SQL/MX 2.x Query Guide (G06.24+, H06.03+)

Keeping Statistics Current
HP NonStop SQL/MX Query Guide523728-003
3-5
Sampling and UPDATE STATISTICS
Analyzing the Possible Impact of Updating Statistics
Depending on the size of the table, updating statistics can take longer than you would
like. Consider updating statistics during the hours when peak performance is not
required.
If you want to preserve the existing query execution plan, be aware that updating
statistics might cause the optimizer to choose a different plan. Usually, you can
improve performance by updating the statistics on a table to reflect the current status.

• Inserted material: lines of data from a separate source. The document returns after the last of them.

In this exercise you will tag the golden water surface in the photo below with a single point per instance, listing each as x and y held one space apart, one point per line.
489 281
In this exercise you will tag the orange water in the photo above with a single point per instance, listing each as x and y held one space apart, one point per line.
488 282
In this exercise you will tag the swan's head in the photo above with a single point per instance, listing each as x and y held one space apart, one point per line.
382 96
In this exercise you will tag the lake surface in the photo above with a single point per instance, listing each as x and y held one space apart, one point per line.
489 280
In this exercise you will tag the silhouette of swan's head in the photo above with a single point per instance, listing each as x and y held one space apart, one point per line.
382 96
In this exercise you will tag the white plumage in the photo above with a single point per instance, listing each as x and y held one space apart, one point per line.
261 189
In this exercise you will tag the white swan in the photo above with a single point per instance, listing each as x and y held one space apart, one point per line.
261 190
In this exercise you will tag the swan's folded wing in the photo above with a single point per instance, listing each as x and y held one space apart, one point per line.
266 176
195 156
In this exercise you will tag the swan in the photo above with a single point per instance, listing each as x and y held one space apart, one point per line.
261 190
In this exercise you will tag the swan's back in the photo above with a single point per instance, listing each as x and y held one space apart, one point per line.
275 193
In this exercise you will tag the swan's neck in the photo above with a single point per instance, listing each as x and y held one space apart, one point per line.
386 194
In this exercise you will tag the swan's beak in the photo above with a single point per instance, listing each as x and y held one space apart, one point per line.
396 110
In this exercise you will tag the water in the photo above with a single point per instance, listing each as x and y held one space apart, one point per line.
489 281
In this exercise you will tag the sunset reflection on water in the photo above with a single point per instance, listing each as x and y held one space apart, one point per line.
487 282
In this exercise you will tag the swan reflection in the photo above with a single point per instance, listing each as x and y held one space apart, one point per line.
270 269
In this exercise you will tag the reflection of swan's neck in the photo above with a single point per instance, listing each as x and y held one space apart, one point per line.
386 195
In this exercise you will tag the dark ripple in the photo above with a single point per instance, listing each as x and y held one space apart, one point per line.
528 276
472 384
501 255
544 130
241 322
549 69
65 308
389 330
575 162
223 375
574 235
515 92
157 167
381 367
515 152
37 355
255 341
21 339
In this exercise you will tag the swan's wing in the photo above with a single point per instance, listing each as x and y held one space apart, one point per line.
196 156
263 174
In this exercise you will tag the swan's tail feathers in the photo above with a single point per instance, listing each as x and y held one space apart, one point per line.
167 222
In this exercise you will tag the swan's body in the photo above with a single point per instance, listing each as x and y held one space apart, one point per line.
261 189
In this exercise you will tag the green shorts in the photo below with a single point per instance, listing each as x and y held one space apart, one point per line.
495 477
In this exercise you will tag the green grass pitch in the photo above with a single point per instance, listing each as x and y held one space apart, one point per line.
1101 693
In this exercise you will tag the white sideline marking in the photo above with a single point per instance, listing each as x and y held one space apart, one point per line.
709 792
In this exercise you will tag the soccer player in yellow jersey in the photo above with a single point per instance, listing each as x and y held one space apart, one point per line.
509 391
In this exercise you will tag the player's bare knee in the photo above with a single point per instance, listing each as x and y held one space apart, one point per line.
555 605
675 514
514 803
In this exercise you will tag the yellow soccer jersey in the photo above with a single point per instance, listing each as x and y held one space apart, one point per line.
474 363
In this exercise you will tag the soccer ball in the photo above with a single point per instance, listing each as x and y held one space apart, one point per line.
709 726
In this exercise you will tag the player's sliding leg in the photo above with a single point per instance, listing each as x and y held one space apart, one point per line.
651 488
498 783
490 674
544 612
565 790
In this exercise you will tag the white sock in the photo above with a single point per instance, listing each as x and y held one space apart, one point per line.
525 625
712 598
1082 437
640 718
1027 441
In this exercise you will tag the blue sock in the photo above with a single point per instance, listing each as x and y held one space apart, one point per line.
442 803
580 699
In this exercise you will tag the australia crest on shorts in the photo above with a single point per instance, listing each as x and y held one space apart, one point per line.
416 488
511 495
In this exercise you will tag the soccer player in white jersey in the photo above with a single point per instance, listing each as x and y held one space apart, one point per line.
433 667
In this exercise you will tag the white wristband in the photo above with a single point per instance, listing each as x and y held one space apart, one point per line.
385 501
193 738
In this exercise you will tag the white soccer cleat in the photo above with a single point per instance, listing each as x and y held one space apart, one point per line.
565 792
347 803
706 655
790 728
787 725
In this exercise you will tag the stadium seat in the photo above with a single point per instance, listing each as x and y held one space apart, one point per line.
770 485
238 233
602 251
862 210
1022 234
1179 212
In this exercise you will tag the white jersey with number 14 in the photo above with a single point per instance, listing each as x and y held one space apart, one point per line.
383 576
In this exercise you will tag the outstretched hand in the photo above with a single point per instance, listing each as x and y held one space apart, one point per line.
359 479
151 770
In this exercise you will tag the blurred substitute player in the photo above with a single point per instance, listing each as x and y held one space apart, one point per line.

The update statistics operations, however, might not improve performance, as
discussed next:
You can update statistics to perform a sampling of rows to determine the statistical
information. Depending on your sample size, this procedure could take a long time.
(That is, the larger the sample, the longer it might take.) Because this is a
statistical sampling method, the statistics gathered are not exact. Inaccurate
statistics (wrong by more than 10 percent) can adversely affect the plan. See
Sampling and UPDATE STATISTICS.
Because the UPDATE STATISTICS statement does not automatically recompile
programs, the operation does not invalidate the dependent programs. If you want
to take advantage of the new statistics, however, you must explicitly recompile the
dependent programs.
Sampling and UPDATE STATISTICS
Use sampling to control the amount of time spent calculating statistics. If you do not
specify sampling, statistics are collected by scanning the entire table. The optional
SAMPLE clause provides several methods of producing a sample set, based on a
ratio, to determine the histograms. The SQL/MX Reference Manual describes each
sampling method in detail.
You might want to use sampling because of the amount of time required to update
statistics on the entire table. Sampling techniques that do not perform full large table
scans result in significant performance gain. You can use SAMPLE without specifying
the number of rows. By default, SQL/MX samples two percent of the table up to a
maximum of two million rows. You might want to explicitly specify a larger sample size
to increase statistics accuracy or a smaller sample size to reduce the running time.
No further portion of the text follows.